Scientist says decision to go ahead with communions and confirmations could lead to "super-spreader events"
"I think the idea that anytime anyone feels an inconvenience they label it as discrimination is a bit absurd."
Professor Aoife McLysaght has said that the decision to go ahead with first communions and confirmations could lead to "super-spreader events".
Speaking on RTÉ Radio's Today programme on Wednesday, the scientist said that Ireland's reopening is "very delicate" and that you "can't just have people deciding the rules don't apply".
Referring to the Archbishop of Dublin's description of the current guidelines on communions and confirmations as "discriminatory", McLysaght said: "I don't know what kind of discrimination they imagine is taking place, but our reopening is very delicate and, as we know, we have quite high case numbers and there are choices that have to be made.
"We can't do everything all at once. I think the idea that anytime anyone feels an inconvenience they label it as discrimination is a bit absurd, we've all been experiencing huge inconvenience for over a year now and we've relied heavily on solidarity.
"We can't just have people deciding the rules don't apply to them."

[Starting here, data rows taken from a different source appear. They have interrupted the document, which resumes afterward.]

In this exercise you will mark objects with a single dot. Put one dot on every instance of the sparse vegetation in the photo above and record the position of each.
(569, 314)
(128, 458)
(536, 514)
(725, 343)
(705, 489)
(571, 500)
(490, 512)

McLysaght added that there was an added risk due to the fact that children have yet to be vaccinated, saying that events such as communions and confirmations are "not time sensitive".
The Trinity College professor said that they could lead to "potentially a super-spreader event" if they take place before public health advice says it is safe for them to do so.
Her comments come after the Archbishop of Dublin Dermot Farrell wrote to priests in his archdiocese to advise them to proceed with first holy communions and confirmations.
This goes against the current public health advice issued by the government, which states these ceremonies should not go ahead.
He is the first Archbishop in Ireland to give such advice, although several Bishops did give similar advice to parishes last week.